Now this is a sandwich: breaded and fried soft-shell crab, creole sauce and slaw slapped together between two slices of french bread. It’s the kind of sandwich that drips all over the plate in the most pleasurable way.
I’m in New Orleans for a conference. And I’ll admit the little of the French Quarter I’ve seen I find a little creepy. Garishly restored. But I had the chance to saunter into a sunny brunch place this afternoon right on Jackson Square. It’s called Stanley’s and (shudder) it is a little touristy too. It’s not a grocery counter, hidden deep within the quarter that only the locals know. Still, the marble-topped tables and the tall windows give it a something something. I opted for the po’ boy but Stanley’s is famous for their New Orleans take on the traditional eggs benedict.

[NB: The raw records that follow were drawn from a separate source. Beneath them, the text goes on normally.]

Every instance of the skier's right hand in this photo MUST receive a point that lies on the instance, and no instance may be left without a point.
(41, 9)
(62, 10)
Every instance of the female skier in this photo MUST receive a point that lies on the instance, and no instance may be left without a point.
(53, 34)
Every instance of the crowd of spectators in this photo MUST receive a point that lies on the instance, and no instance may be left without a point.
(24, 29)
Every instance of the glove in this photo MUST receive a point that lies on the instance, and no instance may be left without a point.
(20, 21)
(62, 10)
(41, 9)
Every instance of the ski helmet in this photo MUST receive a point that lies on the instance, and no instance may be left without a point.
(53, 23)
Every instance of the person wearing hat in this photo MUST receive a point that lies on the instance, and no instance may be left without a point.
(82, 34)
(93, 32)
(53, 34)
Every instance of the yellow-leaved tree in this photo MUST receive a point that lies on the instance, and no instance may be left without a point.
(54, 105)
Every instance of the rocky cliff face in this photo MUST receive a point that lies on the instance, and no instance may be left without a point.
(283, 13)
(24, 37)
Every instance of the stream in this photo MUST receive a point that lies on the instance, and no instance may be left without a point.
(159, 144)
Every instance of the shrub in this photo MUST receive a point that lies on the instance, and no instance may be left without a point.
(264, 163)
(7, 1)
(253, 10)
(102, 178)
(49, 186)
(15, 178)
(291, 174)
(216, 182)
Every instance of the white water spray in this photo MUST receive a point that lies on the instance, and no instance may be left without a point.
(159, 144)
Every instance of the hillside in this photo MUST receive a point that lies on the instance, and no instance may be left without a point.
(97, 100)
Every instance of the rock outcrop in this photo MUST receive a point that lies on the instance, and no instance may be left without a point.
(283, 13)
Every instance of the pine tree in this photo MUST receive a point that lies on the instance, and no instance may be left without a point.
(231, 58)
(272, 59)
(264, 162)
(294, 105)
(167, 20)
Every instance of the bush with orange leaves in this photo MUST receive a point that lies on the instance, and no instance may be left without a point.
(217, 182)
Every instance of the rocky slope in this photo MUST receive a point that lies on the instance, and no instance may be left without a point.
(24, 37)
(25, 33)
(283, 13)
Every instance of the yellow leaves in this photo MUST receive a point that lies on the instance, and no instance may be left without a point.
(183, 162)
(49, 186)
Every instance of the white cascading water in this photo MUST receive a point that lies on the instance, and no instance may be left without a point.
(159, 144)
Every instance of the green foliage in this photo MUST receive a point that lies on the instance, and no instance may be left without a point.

The magic of the po’ boy is that it is quintessentially frontier food. It’s not about the nuance of the creole sauce or the style of breadcrumb, but rather an experience of a tried and tested arithmetic of ingredients. It’s about the soft-shell crab or oysters found in abundance on the coast that spill gloriously out of the sandwich. It’s about what can produce warmth and nourishment, when there isn’t time to labour for it.
Despite the garish splendor of the Disney quarter, this divine sandwich is exactly the kind of food I imagine frontier people (French, African, Spanish and European itinerants) sought out for comfort. Unembellished and perfectly over-the-top.